# vidzcollector [dot] com



## webei (22 Dezember 2008)

Ich bin gerade bei einer Qualitätskontrolle von Partnerseiten wieder mal fündig geworden. Einer der Kollegen schickt seine Besucher doch tatsächlich hier hin:

1) vidzcollector [dot] com
2) qulclipz.com [dot] com

Es handelt sich dabei um raffiniert gestaltete gefälschte Tubeseiten. Diese Seiten versuchen mittels lästiger Popups zum Herunterladen einer Setup.exe zu animieren. Ein Scan der setup.exe hat folgendes Ergebnis gebracht:

Virustotal.
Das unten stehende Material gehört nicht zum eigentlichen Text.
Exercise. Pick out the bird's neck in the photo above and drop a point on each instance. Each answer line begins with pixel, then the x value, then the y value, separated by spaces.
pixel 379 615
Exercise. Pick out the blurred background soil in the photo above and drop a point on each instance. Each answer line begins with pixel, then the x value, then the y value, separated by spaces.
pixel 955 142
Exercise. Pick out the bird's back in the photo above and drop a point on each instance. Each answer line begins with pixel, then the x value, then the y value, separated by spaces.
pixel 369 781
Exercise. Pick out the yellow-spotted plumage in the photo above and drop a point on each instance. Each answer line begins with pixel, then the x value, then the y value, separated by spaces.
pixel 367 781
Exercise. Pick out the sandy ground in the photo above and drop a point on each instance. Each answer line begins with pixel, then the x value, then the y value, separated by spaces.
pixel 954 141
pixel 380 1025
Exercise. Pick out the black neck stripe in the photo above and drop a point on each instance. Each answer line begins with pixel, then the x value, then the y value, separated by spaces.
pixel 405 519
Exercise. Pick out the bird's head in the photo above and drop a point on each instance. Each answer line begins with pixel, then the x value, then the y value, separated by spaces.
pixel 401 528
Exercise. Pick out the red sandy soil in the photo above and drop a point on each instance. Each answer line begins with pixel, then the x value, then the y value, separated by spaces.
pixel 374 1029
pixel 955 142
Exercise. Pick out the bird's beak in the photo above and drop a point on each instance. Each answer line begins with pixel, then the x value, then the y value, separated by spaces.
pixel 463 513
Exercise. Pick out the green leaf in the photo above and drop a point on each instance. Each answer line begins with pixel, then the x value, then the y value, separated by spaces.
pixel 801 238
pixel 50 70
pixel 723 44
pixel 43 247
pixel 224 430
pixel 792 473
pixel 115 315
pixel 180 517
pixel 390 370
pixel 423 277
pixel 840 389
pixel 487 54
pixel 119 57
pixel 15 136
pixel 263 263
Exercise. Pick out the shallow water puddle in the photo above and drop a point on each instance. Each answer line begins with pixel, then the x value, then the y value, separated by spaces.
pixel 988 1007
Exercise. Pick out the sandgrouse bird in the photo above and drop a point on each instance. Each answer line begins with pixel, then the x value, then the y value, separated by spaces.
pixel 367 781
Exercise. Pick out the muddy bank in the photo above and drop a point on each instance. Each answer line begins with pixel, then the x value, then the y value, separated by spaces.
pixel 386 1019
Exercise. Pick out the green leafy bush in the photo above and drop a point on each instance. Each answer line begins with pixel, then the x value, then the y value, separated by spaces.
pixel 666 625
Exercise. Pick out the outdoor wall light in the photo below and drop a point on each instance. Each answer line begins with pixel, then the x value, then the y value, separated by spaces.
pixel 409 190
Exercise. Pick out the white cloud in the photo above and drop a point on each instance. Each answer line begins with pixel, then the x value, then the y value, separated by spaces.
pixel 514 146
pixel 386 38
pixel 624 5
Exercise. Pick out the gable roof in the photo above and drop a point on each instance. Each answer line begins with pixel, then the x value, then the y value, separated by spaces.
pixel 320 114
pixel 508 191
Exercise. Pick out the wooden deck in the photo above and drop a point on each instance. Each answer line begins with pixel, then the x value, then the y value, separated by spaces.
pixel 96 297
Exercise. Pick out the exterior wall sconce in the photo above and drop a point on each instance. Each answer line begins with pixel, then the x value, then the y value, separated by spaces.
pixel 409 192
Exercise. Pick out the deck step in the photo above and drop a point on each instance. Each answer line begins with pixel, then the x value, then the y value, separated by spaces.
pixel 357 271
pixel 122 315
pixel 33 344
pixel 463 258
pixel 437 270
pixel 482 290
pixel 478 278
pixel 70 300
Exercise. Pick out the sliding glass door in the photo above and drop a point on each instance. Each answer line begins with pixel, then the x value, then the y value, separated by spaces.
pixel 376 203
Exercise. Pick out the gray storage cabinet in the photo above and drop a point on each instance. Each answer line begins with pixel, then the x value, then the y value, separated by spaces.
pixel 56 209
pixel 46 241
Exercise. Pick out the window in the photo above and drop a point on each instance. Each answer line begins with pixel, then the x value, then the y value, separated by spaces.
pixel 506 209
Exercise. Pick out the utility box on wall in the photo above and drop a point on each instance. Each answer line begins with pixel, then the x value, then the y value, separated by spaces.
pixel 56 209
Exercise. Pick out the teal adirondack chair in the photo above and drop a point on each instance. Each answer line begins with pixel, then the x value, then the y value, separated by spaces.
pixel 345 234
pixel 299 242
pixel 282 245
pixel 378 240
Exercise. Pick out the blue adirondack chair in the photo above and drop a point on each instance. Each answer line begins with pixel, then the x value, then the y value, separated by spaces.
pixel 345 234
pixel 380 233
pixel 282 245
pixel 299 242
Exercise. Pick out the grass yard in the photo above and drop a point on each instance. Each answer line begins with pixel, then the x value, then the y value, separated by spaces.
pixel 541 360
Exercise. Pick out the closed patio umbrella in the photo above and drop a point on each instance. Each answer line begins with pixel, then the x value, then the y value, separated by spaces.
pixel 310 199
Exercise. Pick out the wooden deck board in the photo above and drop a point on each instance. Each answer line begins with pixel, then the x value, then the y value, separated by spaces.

MD5: b544d7e3b61c010f4b201aa419117cc4 New Malware.fa Trojan-Downloader:W32/Agent.IMD Win32/TrojanDownloader.Zlob.CXU

Die betreffenden Domänen sind alle bei internet [dot] bs registriert. Da die Verteilung von Malware regelmäßig eine Verletzung des Registration Agreements, da es hier um unerlaubte Handlungen geht. 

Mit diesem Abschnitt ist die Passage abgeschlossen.